Jakarta, CNN Indonesia —
Pemerintah Pernah menghapus bea balik nama Kendaraan Pribadi bekas di seluruh Indonesia. Keputusan ini bakal meringankan pengeluaran masyarakat yang hendak melakukan balik nama ketika membeli Kendaraan Pribadi bekas.
Kebijakan tersebut mengacu pada Undang-Undang No. 1 Tahun 2022 tentang Hubungan Keuangan antara Pemerintah Pusat dan Pemerintah Daerah (HKPD). Di sana ditetapkan objek BBNKB hanya diberlakukan pada penyerahan pertama kendaraan bermotor atau kendaraan baru.
ADVERTISEMENT
SCROLL TO CONTINUE WITH CONTENT
Penghapusan BBNKB bekas ini diharapkan memberi keringanan buat masyarakat yang beli Kendaraan Pribadi bekas karena biaya balik nama menjadi lebih rendah dari sebelumnya. Sekalipun, proses balik nama tetap memerlukan Sebanyaknya pengeluaran lain yang Sangat dianjurkan dibayar.
Korlantas Polri menerangkan pemilik tetap Sangat dianjurkan membayar komponen Retribusi Negara dan penerimaan negara bukan Retribusi Negara (PNBP).
ADVERTISEMENT
SCROLL TO CONTINUE WITH CONTENT
Biaya tersebut meliputi penerbitan STNK, TNKB, dan BPKB baru. Bila kendaraan berpindah wilayah administrasi, pemilik Bahkan Berencana dikenakan biaya mutasi.
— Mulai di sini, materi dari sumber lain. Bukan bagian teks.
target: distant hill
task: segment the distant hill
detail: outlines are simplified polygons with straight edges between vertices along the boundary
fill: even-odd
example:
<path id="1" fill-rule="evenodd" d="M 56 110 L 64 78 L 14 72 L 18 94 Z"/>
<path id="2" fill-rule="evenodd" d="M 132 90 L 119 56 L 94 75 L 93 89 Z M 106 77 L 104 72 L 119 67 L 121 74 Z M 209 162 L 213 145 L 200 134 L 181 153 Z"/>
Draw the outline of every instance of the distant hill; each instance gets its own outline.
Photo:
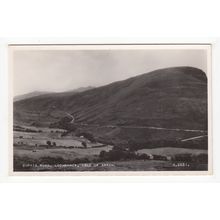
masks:
<path id="1" fill-rule="evenodd" d="M 80 93 L 14 102 L 17 122 L 50 124 L 68 112 L 76 123 L 207 130 L 207 77 L 193 67 L 159 69 Z"/>
<path id="2" fill-rule="evenodd" d="M 39 95 L 44 95 L 44 94 L 48 94 L 49 92 L 42 92 L 42 91 L 34 91 L 34 92 L 30 92 L 30 93 L 26 93 L 26 94 L 23 94 L 23 95 L 17 95 L 14 97 L 14 102 L 15 101 L 20 101 L 20 100 L 23 100 L 23 99 L 28 99 L 28 98 L 32 98 L 32 97 L 35 97 L 35 96 L 39 96 Z"/>

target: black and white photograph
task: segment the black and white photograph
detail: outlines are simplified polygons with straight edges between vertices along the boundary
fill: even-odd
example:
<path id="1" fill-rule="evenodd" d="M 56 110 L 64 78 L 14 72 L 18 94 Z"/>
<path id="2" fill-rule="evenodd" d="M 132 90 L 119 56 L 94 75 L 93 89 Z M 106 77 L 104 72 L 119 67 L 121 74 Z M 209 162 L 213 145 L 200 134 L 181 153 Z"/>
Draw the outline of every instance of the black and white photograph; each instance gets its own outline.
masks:
<path id="1" fill-rule="evenodd" d="M 12 173 L 212 172 L 210 45 L 9 45 Z"/>

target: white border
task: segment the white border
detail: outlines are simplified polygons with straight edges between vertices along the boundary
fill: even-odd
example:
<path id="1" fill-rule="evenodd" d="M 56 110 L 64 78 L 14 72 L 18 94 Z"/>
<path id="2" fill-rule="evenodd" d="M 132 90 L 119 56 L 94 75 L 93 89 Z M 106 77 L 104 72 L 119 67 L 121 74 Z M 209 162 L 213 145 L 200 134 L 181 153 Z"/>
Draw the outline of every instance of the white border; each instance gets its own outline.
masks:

Ditambah lagi dengan, Retribusi Negara Kendaraan Bermotor (PKB) pokok untuk tahun berikutnya tetap menjadi kewajiban yang Sangat dianjurkan dipenuhi.
Komponen itu Sangat dianjurkan dibayar oleh Anda yang ingin melakukan balik nama tahun ini.
Rinciannya, tarif PKB dan opsen PKB menyesuaikan jenis kendaraan, serta denda, Bila terdapat keterlambatan pembayaran Retribusi Negara sebelumnya.
Kemudian Sumbangan Sangat dianjurkan Dana Kecelakaan Lalu Lintas Jalan (SWDKLLJ) untuk Kendaraan Pribadi dengan tarif sekitar Rp143 ribu, biaya penerbitan STNK sebesar Rp200 ribu, TNKB Rp100 ribu, dan penerbitan BPKB Rp375 ribu.
Sementara itu biaya mutasi keluar daerah dikenakan sekitar Rp250 ribu untuk kendaraan roda empat atau lebih.
Korlantas Polri Bahkan mengimbau masyarakat yang baru membeli Kendaraan Pribadi bekas segera melakukan proses balik nama Supaya bisa data kepemilikan tercatat resmi sesuai identitas pemilik yang sah.